Depuis quelques années, on entend parler d’un mouvement post-numérique (très bon article chez Usbek et Rica https://usbeketrica.com/fr/article/art-post-numerique-design) mais ça me semble parfois fumeux. En revanche, certaines pratiques comme celles de Barthélemy Antoine-Lœff me semblent plus concrètes, il interroge par exemple le coût énergétique de ses travaux exposés. Élise Morin et ses Waste Landscape (où le déchet devient paysage) ou Justine Emard et son œuvre Supraorganism qui révèle une forme d’intelligence nourrie par une communauté d’abeilles, sous le forme de sculptures de verre, de façon très poétique et éthérée. Juliette Bibasse et Joanie Lemercier participent aussi activement à cette sensibilisation autour des enjeux environnementaux.
© Supraorganism, Justine Emard par David Gallard - Scopitone 2021
© Tipping Point, Barthélémy Antoine-Loeff par David Gallard - Scopitone 2021
Suivant les artistes, l’éco-conception est tantôt un sujet, tantôt un processus. Cette différence est importante car elle met en valeur l’idée qu’un ou une artiste qui "parle" d’éco-conception ne le fait pas forcément avec des moyens qui eux sont éco-conçus. Inversement, une artiste peut traiter d’un sujet qui n’a rien à voir, tout en mettant en place une démarche qui tend à être éco-conçue. Cela paraît évident, mais ça mérite d'être dit.
Dans les prochaines années, j'imagine que de plus en plus d'artistes exploreront de nouvelles façons de créer de l'art en utilisant moins de technologies numériques ou en utilisant des technologies plus responsables, voire aucune.

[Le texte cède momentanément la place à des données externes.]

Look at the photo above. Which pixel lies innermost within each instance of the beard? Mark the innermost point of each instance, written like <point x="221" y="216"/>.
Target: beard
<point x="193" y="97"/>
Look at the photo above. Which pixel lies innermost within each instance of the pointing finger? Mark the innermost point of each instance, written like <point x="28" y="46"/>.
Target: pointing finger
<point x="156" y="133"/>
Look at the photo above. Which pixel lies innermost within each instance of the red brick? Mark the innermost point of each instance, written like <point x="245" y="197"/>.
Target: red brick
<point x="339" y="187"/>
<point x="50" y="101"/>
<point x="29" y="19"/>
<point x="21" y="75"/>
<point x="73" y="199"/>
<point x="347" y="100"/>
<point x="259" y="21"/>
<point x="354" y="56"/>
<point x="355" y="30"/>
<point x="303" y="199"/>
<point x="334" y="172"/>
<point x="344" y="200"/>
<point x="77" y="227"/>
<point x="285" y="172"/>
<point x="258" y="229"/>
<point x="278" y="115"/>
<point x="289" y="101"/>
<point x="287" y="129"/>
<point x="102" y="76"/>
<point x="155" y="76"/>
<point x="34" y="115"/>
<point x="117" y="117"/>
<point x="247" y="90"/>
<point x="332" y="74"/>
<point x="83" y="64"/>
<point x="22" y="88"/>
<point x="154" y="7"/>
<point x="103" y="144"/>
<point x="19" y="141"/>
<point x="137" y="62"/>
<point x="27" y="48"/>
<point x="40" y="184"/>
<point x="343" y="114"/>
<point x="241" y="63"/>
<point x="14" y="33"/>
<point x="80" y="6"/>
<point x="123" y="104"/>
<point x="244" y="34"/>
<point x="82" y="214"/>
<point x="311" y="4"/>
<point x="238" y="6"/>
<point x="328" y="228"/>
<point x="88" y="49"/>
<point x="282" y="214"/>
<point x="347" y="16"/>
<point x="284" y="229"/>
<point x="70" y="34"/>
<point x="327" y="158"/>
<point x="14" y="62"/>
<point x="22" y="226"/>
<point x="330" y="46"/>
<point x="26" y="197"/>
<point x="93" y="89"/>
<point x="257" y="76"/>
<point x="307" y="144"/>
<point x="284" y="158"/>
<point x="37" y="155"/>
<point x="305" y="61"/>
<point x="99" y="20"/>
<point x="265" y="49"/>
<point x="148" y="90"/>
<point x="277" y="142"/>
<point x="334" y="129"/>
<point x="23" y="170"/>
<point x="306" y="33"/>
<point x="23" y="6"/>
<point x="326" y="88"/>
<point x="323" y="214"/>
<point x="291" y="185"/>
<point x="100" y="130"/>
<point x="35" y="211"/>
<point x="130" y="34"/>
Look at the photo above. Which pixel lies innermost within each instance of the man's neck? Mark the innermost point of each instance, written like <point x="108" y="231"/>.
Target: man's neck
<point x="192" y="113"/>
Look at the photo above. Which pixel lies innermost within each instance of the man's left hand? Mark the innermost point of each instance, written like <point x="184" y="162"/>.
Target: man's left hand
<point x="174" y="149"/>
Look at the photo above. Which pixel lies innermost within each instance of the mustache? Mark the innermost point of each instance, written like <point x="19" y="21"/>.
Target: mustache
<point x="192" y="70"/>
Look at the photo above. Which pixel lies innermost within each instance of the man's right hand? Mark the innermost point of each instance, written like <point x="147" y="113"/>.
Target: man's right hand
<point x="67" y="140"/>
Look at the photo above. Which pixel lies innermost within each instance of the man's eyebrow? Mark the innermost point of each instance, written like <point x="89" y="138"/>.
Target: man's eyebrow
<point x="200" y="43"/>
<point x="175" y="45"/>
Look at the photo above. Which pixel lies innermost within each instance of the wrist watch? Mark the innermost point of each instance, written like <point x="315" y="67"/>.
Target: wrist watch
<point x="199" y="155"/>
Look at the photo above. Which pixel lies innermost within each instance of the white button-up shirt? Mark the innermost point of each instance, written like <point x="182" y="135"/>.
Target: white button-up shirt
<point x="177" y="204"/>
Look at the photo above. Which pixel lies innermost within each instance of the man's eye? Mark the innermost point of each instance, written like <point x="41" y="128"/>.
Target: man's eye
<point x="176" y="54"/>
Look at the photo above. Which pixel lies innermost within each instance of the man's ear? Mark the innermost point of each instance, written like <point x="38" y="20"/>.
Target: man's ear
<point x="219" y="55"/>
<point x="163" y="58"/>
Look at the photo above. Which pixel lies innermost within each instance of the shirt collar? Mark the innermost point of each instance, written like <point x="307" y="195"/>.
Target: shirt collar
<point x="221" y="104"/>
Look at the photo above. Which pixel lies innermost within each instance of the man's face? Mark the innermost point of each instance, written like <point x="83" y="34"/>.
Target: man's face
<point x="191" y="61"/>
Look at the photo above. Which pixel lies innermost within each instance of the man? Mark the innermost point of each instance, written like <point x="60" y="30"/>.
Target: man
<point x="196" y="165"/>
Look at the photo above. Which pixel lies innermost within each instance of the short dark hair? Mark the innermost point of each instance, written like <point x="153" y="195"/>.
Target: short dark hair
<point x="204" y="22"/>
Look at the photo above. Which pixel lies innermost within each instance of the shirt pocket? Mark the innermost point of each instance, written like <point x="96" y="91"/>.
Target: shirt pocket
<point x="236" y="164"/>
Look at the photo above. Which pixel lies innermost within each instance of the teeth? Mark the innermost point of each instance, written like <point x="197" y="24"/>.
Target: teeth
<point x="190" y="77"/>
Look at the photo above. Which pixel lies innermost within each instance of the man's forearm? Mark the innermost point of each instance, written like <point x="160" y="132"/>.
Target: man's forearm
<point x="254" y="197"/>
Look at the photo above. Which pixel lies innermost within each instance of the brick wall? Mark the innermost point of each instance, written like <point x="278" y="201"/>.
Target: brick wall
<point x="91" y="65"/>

Les artistes aiment occuper l’espace et ils continueront à le faire en explorant de nouvelles façons de créer de l'art et à utiliser des technologies numériques de manière responsable et durable. Et si cela peut aider à sensibiliser les gens aux questions environnementales et à promouvoir des pratiques durables dans le monde entier, c’est encore mieux.